De Gids. Jaargang 55
(1891)– [tijdschrift] Gids, De– Gedeeltelijk auteursrechtelijk beschermd
[pagina 569]
| |
Letterkundige kroniek.Zuster Bertha, door A. Aletrino. Amsterdam, W. Versluys. 1891.Soeur Philomène is de titel van een roman van Edmond en Jules de Goncourt, behoorende tot wat men hun ‘eerste manier’ kan noemen, een werk in samenstelling en taal afwijkende van hunne latere ‘troublante’, nerveuse geschriften, van die drukke, kleurige tafereelen, die minutieuse beschrijvingen, zonder zorg voor compositie, vaak zonder organisch verband naast elkander geplaatst, maar, elk op zich zelf, door en door artistiek gevoeld en weergegeven.

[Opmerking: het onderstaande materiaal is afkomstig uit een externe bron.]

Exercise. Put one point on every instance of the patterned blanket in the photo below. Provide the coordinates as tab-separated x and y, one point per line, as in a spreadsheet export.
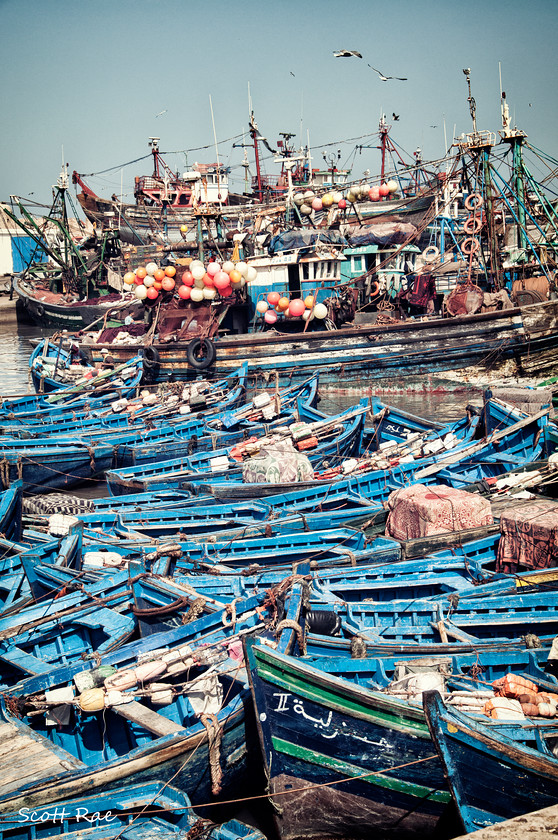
421	511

Soeur Philomène is de eenvoudige, rustig verhaalde geschiedenis van het ouderloos kind uit de volksklasse, dat, na een melancolieke jeugd, door hare behoefte aan toewijding en liefde gedreven, een plaats als liefdezuster zoekt in een hospitaal. Het zijn bladzijden vol fijne toetsen en schakeeringen, waarin de Goncourts ons Philomène's jeugd, haar vriendschap in het weezengesticht met de dwepend godsdienstige Céline, haar eerste communie, haar intrede in het hospitaal, hare eerste indrukken in de haar toevertrouwde salle Sainte-Thérèse beschrijven. Haar dagelijksch werk brengt Philomène in aanraking met een zoogenaamd ‘interne’, een der inwonende aanstaande geneeskundigen, welke in de Fransche gasthuizen gelegenheid vinden zich praktisch te bekwamen; en zij gevoelt zich aangetrokken tot dezen Barnier, die, van zijn kant, aan baar weinig aandacht schenkt. De omstandigheden wakkeren deze sympathie bij Philomène aan tot een innige genegenheid, waarvan Barnier niets bespeurt, maar die aan zijn mede-internes niet ontgaat en hun spotlust wekt. Op een | |
[pagina 570]
| |
avond, na een afscheidsdiner onder kameraden, waagt Barnier het, onder den invloed van den drank en van de spottende gesprekken van zijn vrienden, Philomène te naderen en tracht hij haar te omhelzen; maar zij rukt zich van hem los en slaat hem in het gezicht. Barnier, die in de salle Sainte-Thérèse een vrouw heeft moeten opereeren, zekere Romaine, welke hij eertijds zeer lief heeft gehad, en deze vrouw onder zijne behandeling moest zien sterven - dit sterfbed behoort tot de aangrijpendste bladzijden van den roman, - raakt onder den indruk hiervan aan de absinth verslaafd, en wanneer hij tot het besef komt van zijn zedelijk en lichamelijk verval, brengt hij zich bij het doen van een sectie opzettelijk een wonde toe, waaraan hij sterven moet. Den nacht na Barnier's dood ziet Malivoire, de vriend die bij het lijk waakt, hoe Philomène geluidloos nadert en als een marmeren beeld onbeweeglijk een langen tijd in gebed verzonken voor het doodsbed geknield ligt. ‘Le lendemain, en se réveillant au bruit creux du cercueil cogné dans l'escalier trop étroit, Malivoire se rappelant vaguement l'apparition de la nuit, se demanda s'il n'avait pas rêvé, et allant machinalement à la table de nuit, il chercha sur le marbre la mèche de cheveux qu'il avait coupée pour la mère de Barnier: la mèche de cheveux n'y était plus.’ Zoo eindigt Soeur Philomène, en de ingehouden, gedempte toon van dit slot is - op een enkele uitzondering na: het sterven van Romaine - die van het geheele boek. De geschiedenis van de liefde van een geestelijke zuster voor een gasthuis-interne, die zoo licht banaal of plat had kunnen worden, is door de schrijvers met een kieschheid en een soberheid behandeld, welke een treffend weergeven van de werkelijkheid, zooals zij zich in de gasthuiszalen vertoont, niet buitensluit.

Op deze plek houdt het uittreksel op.